# 1520 New Holland



## Sunnyrithe (Nov 3, 2018)

Hyd oil leaking out of weep holes in the under belly any ideas on the cause ?


----------



## RC Wells (Dec 26, 2008)

12 speed or hydrostatic transmission?


----------



## Sunnyrithe (Nov 3, 2018)

This hydro Can it just be an o-ring or quad ring on the hyd pipe that enters through the left side of the housing ? Thanks Jim W


----------



## RC Wells (Dec 26, 2008)

It is possible that the adapter inside the case is leaking, especially if the union outside the case has a failed O ring. There are three pipes into that pump, plus the pump itself has seals. I suspect you will not know the source of the leak or leaks until you split the tractor.


----------



## maxreco (Sep 30, 2015)

Hey Sunny, have you fixed the leak yet? If you park the tractor on an incline with the nose up, does it stop? Or nose down, does the drip at the cotter pin slow or stop?

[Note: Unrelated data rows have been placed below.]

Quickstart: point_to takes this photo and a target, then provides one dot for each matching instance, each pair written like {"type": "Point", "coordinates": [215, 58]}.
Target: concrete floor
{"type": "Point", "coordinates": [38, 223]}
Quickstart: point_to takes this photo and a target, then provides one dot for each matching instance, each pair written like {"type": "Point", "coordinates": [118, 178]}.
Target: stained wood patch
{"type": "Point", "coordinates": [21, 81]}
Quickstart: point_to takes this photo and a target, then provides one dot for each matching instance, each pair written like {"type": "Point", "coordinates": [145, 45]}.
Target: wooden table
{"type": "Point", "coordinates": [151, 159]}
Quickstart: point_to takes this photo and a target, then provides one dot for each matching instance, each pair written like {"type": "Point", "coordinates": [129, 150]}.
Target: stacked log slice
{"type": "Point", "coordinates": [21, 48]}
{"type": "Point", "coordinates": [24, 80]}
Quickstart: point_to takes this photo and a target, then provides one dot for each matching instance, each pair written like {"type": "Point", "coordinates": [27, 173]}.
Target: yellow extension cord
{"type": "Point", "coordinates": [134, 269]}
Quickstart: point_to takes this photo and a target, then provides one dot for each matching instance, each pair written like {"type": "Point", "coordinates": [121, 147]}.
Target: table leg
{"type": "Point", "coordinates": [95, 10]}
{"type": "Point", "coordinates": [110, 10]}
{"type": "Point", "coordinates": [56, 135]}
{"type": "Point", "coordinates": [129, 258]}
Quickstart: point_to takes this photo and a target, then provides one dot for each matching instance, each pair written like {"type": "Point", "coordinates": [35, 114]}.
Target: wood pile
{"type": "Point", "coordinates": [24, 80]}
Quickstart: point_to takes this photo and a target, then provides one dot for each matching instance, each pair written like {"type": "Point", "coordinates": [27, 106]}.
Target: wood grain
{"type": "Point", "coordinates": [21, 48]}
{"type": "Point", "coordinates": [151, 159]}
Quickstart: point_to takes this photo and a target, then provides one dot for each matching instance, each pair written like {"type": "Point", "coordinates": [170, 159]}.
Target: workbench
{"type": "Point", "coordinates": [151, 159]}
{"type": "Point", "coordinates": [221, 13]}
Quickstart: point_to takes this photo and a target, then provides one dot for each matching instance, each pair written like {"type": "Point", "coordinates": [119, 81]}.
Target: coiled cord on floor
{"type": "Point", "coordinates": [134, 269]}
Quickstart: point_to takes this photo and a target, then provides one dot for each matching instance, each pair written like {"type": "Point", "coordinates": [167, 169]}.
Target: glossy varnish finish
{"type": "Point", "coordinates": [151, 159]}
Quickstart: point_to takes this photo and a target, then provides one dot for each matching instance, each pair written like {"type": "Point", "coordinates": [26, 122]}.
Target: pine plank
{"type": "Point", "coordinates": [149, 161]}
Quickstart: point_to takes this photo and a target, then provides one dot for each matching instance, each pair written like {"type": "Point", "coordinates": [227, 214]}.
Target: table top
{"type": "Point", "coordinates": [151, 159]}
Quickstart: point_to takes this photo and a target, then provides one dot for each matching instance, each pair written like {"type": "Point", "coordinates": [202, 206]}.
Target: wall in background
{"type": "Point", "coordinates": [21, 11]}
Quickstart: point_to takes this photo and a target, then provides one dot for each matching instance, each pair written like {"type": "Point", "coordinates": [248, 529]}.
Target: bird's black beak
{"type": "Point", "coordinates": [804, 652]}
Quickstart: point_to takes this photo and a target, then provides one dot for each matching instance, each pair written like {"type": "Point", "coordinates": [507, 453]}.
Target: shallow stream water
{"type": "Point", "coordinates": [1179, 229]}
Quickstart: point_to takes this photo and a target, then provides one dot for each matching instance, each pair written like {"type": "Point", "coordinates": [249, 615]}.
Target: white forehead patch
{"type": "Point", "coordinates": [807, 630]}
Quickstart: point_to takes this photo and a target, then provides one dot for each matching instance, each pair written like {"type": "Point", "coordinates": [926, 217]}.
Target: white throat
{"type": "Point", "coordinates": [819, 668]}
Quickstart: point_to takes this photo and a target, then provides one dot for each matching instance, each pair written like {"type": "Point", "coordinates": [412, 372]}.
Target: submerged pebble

I had the similar leaks; both from the weep hole with the cotter pin and form the HST pipe. Although is appears that this pipe fits into the housing tightly, it doesn't. So if you have oil inside the housing and the level reaches that pipe, it will leak out. I replaced the o-ring, which is internal to the pipe and has nothing to do with the fit between the pipe and the housing, but that didn't stop it. I believe my issue lies within the transmission housing; one of three possible seals is bad and that requires splitting the tractor. I plan to replace all of them at that time.


----------



## Tony333 (Sep 2, 2021)

I am having the same problem with my ford 1520 has anyone fixed or found the source of this problem? I have replaced allcthe O rings on all the hard piping into the transmission and started filling it back up. it started leaking right out the left side again where the #12 tube is located on the bottom left side of the case. please respond if anyone has had of fixed this issue. Thank you.


----------